In Topic: [D3D12] Command list submission ordering

26 May 2016 - 11:59 AM

Great, that's what I expected. I feel like a lot of documents assume you know that and gloss over it.


On that note, when building a task graph, it seems like it's wise to statically bake out your high level render passes on your queue submission thread, batch up all the command lists in those passes (e.g. wait until all your Z-prepass lists come in, for instance), and then submit in dependency sorted order (wait to submit g-buffer until z-prepass group has been submitted).
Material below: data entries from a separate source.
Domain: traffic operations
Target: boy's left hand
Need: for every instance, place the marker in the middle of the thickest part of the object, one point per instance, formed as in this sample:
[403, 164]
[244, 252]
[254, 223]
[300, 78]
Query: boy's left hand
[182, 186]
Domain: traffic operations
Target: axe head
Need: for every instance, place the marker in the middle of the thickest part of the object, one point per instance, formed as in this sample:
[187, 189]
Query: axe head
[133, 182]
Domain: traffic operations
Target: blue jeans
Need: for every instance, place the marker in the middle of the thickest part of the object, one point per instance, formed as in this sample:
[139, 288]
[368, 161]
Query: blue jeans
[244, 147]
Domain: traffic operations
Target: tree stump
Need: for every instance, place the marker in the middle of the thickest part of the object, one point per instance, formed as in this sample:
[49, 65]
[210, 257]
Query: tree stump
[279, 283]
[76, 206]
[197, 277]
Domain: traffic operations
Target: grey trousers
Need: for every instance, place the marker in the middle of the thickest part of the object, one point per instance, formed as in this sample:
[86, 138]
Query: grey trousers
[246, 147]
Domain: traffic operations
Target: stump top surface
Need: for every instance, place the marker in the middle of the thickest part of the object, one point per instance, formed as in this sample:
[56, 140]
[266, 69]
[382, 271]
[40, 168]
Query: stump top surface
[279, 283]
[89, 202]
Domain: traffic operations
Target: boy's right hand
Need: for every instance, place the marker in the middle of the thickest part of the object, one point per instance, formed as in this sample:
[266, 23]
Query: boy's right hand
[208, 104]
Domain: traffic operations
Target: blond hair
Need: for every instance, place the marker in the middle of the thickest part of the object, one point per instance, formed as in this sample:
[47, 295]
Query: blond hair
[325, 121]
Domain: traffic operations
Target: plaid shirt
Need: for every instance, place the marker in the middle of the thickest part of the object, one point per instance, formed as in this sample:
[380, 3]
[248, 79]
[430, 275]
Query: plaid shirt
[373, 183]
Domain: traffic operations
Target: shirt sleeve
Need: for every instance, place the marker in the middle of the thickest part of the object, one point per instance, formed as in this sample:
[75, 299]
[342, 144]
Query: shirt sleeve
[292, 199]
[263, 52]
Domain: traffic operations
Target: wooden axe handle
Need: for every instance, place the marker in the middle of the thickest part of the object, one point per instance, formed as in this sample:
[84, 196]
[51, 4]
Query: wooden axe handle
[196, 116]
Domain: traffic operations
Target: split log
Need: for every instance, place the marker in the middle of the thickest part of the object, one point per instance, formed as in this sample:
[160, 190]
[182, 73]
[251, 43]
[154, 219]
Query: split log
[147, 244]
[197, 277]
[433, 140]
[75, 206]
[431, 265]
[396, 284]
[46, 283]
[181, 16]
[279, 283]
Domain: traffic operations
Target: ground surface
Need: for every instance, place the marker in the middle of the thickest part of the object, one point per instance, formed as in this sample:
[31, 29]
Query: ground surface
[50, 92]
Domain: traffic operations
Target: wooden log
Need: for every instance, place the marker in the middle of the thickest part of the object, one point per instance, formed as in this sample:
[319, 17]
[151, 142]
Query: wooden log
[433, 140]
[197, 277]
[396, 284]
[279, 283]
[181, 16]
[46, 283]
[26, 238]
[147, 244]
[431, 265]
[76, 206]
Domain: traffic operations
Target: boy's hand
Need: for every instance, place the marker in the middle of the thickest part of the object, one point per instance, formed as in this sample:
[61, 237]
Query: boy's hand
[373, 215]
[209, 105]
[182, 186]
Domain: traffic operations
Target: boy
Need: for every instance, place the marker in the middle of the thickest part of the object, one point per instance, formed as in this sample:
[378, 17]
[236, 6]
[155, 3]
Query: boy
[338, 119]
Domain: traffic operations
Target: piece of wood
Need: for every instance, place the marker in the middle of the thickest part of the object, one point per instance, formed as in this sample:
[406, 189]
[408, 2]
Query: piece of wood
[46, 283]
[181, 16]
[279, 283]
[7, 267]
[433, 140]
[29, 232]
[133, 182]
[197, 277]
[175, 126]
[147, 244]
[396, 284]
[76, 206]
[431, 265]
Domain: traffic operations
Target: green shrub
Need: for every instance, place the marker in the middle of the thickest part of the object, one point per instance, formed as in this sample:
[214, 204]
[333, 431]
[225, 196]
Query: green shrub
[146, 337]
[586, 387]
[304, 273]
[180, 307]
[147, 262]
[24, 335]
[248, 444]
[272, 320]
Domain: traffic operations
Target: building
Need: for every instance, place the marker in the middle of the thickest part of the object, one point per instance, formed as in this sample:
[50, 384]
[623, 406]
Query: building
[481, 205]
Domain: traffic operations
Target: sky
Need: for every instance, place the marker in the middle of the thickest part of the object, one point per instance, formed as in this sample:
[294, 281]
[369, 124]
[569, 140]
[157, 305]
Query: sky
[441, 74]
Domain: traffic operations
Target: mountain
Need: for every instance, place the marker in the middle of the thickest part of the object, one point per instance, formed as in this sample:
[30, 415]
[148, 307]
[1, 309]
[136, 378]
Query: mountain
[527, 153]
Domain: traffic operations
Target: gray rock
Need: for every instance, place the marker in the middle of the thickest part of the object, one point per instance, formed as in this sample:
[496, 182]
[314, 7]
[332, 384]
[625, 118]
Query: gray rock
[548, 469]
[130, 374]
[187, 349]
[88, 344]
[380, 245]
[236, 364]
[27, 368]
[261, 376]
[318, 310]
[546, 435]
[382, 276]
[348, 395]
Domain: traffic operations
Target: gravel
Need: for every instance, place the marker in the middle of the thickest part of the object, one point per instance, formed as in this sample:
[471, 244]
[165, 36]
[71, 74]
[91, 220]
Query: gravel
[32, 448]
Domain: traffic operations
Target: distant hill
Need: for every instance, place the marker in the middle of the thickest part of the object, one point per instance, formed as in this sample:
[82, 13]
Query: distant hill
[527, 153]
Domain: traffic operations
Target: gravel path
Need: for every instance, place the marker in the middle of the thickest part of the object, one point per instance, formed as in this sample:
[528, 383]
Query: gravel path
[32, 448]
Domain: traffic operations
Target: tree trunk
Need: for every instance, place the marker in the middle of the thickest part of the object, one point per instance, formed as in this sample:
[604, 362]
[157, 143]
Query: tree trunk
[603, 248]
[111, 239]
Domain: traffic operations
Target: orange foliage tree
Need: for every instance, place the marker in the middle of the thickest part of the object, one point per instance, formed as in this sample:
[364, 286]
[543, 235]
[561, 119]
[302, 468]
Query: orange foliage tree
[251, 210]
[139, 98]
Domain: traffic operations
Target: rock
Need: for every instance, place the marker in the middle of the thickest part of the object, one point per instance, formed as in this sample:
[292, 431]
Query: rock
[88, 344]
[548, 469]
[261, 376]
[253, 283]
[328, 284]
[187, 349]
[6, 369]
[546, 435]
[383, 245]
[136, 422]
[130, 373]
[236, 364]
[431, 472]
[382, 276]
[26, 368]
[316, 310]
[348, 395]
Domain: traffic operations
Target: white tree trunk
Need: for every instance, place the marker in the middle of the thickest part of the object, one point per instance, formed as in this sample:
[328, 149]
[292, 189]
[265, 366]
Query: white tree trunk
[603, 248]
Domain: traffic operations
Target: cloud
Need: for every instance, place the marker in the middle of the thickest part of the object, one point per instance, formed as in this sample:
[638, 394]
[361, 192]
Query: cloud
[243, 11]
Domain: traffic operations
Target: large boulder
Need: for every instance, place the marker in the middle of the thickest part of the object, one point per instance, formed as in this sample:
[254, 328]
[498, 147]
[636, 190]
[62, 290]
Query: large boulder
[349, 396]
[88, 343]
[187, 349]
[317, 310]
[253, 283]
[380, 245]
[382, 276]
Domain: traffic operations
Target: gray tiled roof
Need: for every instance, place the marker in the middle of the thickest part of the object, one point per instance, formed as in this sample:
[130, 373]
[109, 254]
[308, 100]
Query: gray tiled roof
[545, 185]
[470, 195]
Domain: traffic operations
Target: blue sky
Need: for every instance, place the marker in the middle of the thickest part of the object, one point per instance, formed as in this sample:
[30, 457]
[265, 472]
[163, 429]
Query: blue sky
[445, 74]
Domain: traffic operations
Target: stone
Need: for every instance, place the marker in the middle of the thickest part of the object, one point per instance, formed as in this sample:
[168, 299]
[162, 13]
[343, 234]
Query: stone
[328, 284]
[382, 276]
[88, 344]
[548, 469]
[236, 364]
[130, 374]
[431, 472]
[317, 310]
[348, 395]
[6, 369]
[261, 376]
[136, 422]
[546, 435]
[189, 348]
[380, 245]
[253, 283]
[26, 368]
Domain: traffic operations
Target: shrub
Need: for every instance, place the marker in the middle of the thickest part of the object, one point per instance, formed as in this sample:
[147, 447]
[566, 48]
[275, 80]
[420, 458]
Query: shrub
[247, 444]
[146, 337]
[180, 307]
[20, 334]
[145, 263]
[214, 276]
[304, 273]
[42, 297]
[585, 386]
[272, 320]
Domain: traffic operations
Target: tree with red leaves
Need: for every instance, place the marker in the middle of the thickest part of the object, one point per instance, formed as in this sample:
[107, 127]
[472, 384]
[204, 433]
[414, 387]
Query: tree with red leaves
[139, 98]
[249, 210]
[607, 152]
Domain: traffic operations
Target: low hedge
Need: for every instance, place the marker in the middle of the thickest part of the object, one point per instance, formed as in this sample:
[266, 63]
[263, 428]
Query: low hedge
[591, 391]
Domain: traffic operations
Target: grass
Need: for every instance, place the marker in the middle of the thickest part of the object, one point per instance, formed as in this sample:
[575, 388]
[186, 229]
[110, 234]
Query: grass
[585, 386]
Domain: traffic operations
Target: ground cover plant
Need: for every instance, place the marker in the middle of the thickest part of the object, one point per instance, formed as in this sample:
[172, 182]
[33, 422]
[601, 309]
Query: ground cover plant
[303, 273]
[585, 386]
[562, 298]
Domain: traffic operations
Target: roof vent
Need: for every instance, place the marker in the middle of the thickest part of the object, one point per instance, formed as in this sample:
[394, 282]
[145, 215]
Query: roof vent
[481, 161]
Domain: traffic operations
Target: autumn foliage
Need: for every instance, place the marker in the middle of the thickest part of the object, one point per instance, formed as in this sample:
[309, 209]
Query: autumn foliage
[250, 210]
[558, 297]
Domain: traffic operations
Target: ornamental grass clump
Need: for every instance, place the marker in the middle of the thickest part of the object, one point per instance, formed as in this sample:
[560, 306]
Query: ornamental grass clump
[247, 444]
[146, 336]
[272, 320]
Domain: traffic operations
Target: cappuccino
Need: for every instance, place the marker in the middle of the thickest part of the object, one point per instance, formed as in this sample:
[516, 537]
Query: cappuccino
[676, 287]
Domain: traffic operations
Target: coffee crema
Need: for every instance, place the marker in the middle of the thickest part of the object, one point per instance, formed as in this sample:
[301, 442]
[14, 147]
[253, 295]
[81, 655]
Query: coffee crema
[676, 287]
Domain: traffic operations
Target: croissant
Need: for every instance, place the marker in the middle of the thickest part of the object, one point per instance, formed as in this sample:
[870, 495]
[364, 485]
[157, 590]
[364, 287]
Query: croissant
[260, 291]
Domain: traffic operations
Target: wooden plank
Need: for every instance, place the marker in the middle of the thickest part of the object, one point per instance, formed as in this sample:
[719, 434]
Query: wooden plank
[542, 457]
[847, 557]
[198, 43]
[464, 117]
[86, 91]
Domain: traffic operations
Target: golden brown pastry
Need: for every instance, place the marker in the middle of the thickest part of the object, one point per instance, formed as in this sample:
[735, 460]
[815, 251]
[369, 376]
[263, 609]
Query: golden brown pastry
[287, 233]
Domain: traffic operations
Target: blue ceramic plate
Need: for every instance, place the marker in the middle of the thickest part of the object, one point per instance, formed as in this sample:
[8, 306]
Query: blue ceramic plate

In Topic: Descriptor binding: DX12 and Vulkan

25 May 2016 - 05:39 PM

I've been thinking more about this, and I've come to realize some things.


I did some investigation into how some real workloads are handling the root signature. I found that a vast majority of what I saw have a structure similar to this:


DX12 style binding slots:


For bucketed scene draws:


0: Some push constants

1: per draw constant buffer

2: per pass constant buffer

3: per material constant buffer

4: A list of SRVs


For various post processing jobs:


0+ constant buffers

simple table of UAVs

simple table of SRVs


I didn't find any use cases where different regions of the same descriptor table were used for different stuff... for the most part is seems a simple list of SRVs / UAVs is enough.


I also realized that Vulkan has the strong notion of a render pass, and that UAVs could be factored into render passes as outputs (which are then transitioned to SRVs).


To me, it seems like having constant buffer binding slots, a way to bind a list of SRVs to the draw call, and a way to bind a list of UAVs to a render pass is enough to support most scenarios.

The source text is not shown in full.